Ia menjelaskan, saat ini Makassar menghasilkan 100 ton sampah per hari, dengan 60 persen merupakan sampah organik.
Untuk sampah plastik, sudah ada empat pabrik pengolahan plastik berkapasitas 50 ton per hari yang siap menampung sampah layak daur ulang dari masyarakat.
“Sampah plastik itu punya nilai ekonomi. Pabrik mau beli antara Rp5.000 sampai Rp11.000 per kilogram. Kalau ini dikelola dengan baik melalui bank sampah, uangnya akan berputar di masyarakat,” jelasnya.
Munafri juga memaparkan bahwa Pemkot Makassar telah menjalankan sistem penanganan sampah terintegrasi mulai dari rumah tangga hingga Tempat Pembuangan Akhir (TPA).
Ada empat metode utama yang diwajibkan diterapkan di tingkat RT/RW. Pembuatan komposter rumah tangga, Produksi eco-enzyme, Budidaya maggot, dan Pembuatan teba modern (lubang pengolahan sampah komunal)
“Target kami tahun 2027 adalah rumah tangga zero waste. Saya tegaskan, mulai tahun depan sampah rumah tangga yang tidak dipilah tidak akan diangkut petugas kebersihan. Ini sistem reward and punishment,” katanya.
Ia mencontohkan salah satu pelaku ekonomi sirkular di Makassar, pada Kecamatan Panakkukang, yang berhasil membudidayakan 600 kilogram maggot setiap hari.
Satu kilogram maggot makan 5 kilogram sampah organik. Dengan 600 kilogram maggot, dia butuh 3 ton sampah per hari.
“Sampahnya sekarang dikirim dari Pasar Kalimbu dan Pasar Terong. Hasil maggotnya jadi pakan lele dan ayam, dibuat tepung, bahkan dijual hidup,” tuturnya.
Appi juga memaparkan upaya pemerintah mengurangi beban TPA Tamangapa yang kini sudah mencapai 17 meter tinggi timbunan sampah di atas lahan 19,1 hektare.
Saat ini, Pemkot Makassar sedang mendorong dua proyek energi berbasis sampah.

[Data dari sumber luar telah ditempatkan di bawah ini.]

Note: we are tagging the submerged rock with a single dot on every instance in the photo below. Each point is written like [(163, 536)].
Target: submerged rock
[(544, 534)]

Pembangkit Listrik Tenaga Sampah (PLTSa) dan Refuse-Derived Fuel (RDF) sebagai pengganti batu bara
“Menteri Lingkungan hidup menyampaikan, kalau ada pabrik semen kurang dari 50 km, RDF bisa dijual dan jadi pendapatan daerah,” jelasnya.
Selain isu lingkungan, Munafri juga mengajak HMI berkolaborasi dalam peningkatan kualitas SDM melalui program Training Hub di Makassar Creatif Hub (MCH), pusat pelatihan keterampilan kreatif di Makassar.
“Training Hub bukan hanya milik pemerintah. Teman-teman HMI bisa bikin Training Hub sendiri. Pemerintah justru mendorong agar organisasi kepemudaan punya pusat pelatihan mandiri,” ucap Munafri.
Menurutnya, Training Hub telah banyak membantu anak muda Makassar mendapatkan pekerjaan bahkan membangun usaha berbasis komunitas.
“Banyak yang bilang program ini eksklusif. Tidak benar. Semua terbuka. Perusahaan justru datang sendiri mencari tenaga kerja fresh graduate di sana,” tambahnya.
Dalam pertemuan itu, Munafri mengapresiasi kegiatan Kelas Progresif HMI dan berharap outputnya tidak berhenti pada tataran diskusi.
“Saya ajak HMI bukan hanya bicara perubahan, tapi ikut kerja dan turun ke masyarakat. Kita bangun Makassar bersama,” tutupnya.